Windows Mobile aslında o günden beri birçok defa başarısızlıkla yüzleşti, bunun önemli bir nedeni ise Microsoft'un bir startup firması gibi davranamayacak olması ve bir startup'ın yapması gereken uzlaşılara gitmemesiydi.
Windows Phone platformu harika görünüyordu ama yeterince olgun değildi. Hem standart kullanıcılarının hem de şirket çalışanlarının gereksinim duyabileceği detaylar birçok eksiğe sahipti. Nokia elbette platformun eksiklerinin farkındaydı ama Microsoft'un 2011 ve 2012 arasındaki iddialı gelişimine güvenmişti.
Fakat işler planlandığı ya da umulduğu gibi gitmedi. Windows Phone'un tasarımındaki sadelik cihaz üreticilerine uyum sağlamak adına feda edildi ve nihayet bütün bir estetikten yavaş yavaş vazgeçilmeye başlandı.
Nihayetinde, Windows Phone'un kurban edilmesinin iki ana nedeni vardı: Ekonomik ve politik.
Ekonomik neden Google'ın düşük maliyetli cihazlarda Android'i geliştirmesi ve bunu Microsoft'un yetişebileceğinden çok daha hızlı bir biçimde yapmasıydı.
Politik neden ise Microsoft'un aslında kendisiyle yıllardır bir tür savaşın içerisinde olmasıyla ilgiliydi. Yönetim kadrosunda yaşanan kaos Windows Phone 7 gibi radikal bir adımın atılmasına neden olmuştu. Bunun sonuçları oldukça ağır olmuştu ve firma böylece zaman içerisinde Windows Phone'un imajına dair ağır bir yara almıştı.
Şimdi ne olacak?
Microsoft'un "uyum sağlayabilen uygulama" anlamına gelen ve Windows Phone sonrasına ait mobil çabaları olumsuz etkileyen "Adaptible App" vizyonu kağıt üzerinde kulağa hoş gelse de gerçek hayatta şimdiye kadar beklentileri karşılayamadı. Evrensel Windows Platformu uygulamaları masaüstü, tablet ya da telefona özel olarak tasarlanmayan, fakat her birine adapte olabilen bir konsept sunuyor.
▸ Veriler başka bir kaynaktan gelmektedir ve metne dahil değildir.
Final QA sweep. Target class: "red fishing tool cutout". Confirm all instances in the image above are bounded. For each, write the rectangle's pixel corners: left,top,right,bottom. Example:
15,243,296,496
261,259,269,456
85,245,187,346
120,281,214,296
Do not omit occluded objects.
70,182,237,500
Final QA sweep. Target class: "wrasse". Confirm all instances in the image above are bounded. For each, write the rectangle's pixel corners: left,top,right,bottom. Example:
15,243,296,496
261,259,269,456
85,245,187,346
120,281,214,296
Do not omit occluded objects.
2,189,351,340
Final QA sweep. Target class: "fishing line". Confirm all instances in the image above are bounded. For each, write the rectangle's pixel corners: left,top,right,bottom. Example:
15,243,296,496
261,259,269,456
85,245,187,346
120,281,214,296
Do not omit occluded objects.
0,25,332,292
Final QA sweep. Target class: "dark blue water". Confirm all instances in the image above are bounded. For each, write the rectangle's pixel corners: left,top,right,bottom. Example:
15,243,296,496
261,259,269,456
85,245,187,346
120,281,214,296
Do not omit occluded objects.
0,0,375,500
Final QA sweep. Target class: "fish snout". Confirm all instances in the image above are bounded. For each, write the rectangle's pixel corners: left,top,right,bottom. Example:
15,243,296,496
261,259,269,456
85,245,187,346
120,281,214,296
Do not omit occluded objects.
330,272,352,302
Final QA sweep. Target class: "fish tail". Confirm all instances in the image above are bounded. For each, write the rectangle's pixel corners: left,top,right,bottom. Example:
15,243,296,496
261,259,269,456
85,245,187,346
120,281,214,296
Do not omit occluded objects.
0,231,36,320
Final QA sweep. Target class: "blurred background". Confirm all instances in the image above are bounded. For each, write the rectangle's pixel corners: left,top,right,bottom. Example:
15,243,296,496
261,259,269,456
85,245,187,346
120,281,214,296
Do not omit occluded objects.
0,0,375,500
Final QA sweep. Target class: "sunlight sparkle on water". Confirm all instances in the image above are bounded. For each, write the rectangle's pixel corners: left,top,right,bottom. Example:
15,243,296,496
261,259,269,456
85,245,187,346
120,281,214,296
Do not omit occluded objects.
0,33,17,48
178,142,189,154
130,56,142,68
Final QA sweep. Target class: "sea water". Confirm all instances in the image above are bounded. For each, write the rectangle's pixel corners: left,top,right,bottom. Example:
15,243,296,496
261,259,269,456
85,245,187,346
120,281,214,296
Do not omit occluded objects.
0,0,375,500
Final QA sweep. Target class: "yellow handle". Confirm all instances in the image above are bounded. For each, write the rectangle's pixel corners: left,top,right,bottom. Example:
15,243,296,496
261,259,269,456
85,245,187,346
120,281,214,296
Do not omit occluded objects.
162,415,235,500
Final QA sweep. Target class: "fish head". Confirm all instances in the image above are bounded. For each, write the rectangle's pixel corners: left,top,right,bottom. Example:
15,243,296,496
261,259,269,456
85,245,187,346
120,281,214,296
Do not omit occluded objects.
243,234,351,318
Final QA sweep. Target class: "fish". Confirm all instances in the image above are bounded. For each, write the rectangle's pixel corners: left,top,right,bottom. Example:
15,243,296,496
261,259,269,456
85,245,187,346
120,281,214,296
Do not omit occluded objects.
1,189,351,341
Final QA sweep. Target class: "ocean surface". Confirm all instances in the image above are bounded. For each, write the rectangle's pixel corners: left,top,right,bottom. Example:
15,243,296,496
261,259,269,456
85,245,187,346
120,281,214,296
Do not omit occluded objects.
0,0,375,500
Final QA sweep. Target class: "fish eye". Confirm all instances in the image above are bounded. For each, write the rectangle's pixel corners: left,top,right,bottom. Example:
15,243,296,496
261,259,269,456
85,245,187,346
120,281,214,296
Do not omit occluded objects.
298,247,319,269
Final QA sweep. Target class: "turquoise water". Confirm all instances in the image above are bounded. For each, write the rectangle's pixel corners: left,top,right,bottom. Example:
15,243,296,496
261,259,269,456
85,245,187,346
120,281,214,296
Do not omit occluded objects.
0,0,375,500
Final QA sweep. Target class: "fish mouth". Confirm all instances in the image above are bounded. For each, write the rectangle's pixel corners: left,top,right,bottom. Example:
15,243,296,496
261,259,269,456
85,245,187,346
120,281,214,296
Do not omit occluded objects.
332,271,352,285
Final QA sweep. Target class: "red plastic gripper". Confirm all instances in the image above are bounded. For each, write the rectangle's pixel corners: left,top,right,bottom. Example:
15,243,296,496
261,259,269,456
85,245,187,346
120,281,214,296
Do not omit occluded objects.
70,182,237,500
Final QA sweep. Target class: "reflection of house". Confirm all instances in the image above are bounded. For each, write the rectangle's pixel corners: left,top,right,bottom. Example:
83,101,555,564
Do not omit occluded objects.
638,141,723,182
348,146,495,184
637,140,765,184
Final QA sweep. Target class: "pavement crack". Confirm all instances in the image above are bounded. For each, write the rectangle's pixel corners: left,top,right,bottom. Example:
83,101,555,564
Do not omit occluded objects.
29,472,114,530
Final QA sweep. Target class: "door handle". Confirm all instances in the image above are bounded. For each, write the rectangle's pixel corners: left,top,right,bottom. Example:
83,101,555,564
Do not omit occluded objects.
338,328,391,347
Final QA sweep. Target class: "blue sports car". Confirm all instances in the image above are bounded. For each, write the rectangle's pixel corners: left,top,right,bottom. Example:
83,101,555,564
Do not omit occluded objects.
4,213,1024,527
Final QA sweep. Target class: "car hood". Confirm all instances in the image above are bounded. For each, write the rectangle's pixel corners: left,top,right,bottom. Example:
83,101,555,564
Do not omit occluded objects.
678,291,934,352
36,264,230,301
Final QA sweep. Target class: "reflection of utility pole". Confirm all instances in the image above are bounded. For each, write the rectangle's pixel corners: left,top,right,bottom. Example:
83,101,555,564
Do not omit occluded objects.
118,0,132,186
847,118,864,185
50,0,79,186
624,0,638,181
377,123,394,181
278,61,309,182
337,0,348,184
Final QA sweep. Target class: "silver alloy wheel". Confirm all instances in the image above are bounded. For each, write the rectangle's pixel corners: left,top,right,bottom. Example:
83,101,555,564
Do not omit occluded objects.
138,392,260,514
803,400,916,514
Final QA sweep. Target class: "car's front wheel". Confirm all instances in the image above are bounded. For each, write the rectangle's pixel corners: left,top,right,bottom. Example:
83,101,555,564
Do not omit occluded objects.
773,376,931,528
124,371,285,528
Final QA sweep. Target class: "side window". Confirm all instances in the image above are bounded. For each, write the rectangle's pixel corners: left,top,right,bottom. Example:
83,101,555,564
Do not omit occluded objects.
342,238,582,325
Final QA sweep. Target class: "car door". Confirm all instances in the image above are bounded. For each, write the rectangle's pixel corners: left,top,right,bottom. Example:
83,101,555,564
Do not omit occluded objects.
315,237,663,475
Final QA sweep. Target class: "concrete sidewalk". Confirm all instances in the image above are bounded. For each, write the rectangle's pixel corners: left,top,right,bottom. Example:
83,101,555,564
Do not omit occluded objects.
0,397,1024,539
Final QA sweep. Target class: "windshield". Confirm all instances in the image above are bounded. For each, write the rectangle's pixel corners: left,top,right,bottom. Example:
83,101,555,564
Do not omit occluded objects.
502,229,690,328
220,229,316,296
Fakat bu vizyonun estetik açıdan neredeyse bir tür felakete yol açacağını söylemek mümkün. Microsoft bu konuda hasarı en aza çekmek için bazı hamleler yapsa da artık olan oldu diyebiliriz.
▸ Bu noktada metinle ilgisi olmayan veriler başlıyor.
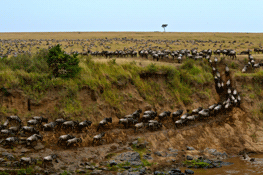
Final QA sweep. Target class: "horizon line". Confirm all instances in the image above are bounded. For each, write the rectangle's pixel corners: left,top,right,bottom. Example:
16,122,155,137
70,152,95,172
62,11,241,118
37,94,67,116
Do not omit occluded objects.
0,31,263,33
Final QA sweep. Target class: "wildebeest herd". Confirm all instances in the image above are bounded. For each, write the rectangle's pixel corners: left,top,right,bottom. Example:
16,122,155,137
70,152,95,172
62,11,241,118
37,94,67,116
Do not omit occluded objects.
0,37,263,62
0,38,263,167
0,50,248,166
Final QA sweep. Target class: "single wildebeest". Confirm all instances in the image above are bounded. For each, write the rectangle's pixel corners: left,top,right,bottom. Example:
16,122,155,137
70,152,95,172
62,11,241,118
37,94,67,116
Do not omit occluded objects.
172,109,184,122
33,116,48,123
21,126,39,134
4,137,19,146
62,121,79,130
26,134,43,146
20,157,37,166
57,134,75,145
77,120,92,131
7,116,22,124
92,132,105,145
97,117,112,131
43,122,57,131
158,111,171,120
66,137,82,147
42,154,58,168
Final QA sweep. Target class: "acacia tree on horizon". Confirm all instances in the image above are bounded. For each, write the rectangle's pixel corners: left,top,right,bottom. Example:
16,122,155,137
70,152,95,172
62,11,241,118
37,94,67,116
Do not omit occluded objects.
162,24,168,32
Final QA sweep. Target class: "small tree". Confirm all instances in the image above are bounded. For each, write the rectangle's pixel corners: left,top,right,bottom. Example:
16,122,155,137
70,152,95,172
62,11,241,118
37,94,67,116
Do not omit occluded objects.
47,44,81,78
162,24,168,32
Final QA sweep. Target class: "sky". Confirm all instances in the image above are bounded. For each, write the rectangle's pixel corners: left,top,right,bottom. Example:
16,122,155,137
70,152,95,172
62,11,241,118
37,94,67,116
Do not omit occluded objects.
0,0,263,33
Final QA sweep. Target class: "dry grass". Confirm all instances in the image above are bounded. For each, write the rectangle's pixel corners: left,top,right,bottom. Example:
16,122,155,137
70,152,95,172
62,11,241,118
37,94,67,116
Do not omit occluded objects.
93,58,182,67
0,32,263,52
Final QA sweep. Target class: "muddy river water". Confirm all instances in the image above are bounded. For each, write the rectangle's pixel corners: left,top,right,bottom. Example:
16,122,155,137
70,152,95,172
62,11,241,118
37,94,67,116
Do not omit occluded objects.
183,154,263,175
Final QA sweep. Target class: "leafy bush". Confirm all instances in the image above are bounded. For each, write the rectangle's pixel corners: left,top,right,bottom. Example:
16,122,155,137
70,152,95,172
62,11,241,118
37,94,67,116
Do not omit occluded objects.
47,44,81,78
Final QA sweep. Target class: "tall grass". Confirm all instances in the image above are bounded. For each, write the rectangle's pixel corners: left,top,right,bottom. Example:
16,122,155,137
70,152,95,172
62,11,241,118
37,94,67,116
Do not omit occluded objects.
0,51,213,116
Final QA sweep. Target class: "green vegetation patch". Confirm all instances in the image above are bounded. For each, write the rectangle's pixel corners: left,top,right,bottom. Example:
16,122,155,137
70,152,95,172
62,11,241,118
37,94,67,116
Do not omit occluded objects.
0,52,213,117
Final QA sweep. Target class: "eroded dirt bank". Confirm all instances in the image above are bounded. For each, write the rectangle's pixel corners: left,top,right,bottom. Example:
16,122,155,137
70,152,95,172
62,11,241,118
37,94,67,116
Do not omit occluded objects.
1,59,263,172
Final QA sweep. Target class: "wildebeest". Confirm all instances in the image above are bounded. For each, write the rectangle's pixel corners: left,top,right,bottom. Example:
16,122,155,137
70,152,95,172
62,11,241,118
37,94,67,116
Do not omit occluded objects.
97,117,112,131
42,154,58,168
66,137,82,147
92,132,105,145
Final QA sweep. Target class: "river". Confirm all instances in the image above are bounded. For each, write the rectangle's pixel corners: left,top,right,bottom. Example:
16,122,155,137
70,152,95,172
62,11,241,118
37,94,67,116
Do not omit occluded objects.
183,154,263,175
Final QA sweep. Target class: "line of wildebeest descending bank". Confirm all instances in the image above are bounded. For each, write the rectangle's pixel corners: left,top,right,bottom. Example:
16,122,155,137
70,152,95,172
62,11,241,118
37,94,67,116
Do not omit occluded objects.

Windows kullanıcılarının bu Evrensel Windows Platformu'yla birlikte hem PC hem de mobil üzerindeki deneyimleri hiç de iç açıcı değil. Son zamanlarda bazı Microsoft tutkunları x86 uygulamalar da çalıştırabilen bir Continuum telefonu mümkün kılacağı için Intel'e bel bağlamışlardı. Fakat bu ihtimal de; Intel'in farklı bir yol haritası izlemeye karar vermesiyle birlikte ortadan kalktı.
Şu andaki tablo Microsoft'un artık benzeri çılgın proje ve deneyler için artık yeterince umut ya da gelecek vadedebilen uygun bir ortam sunmadığı yönünde. Fakat yine de Microsoft çok da uzak bir gelecekte doğru adımlar atarak mobil pazarda dengeleri bu sefer gerçekten altüst edebilecek teknolojileri de görücüye çıkartabilir.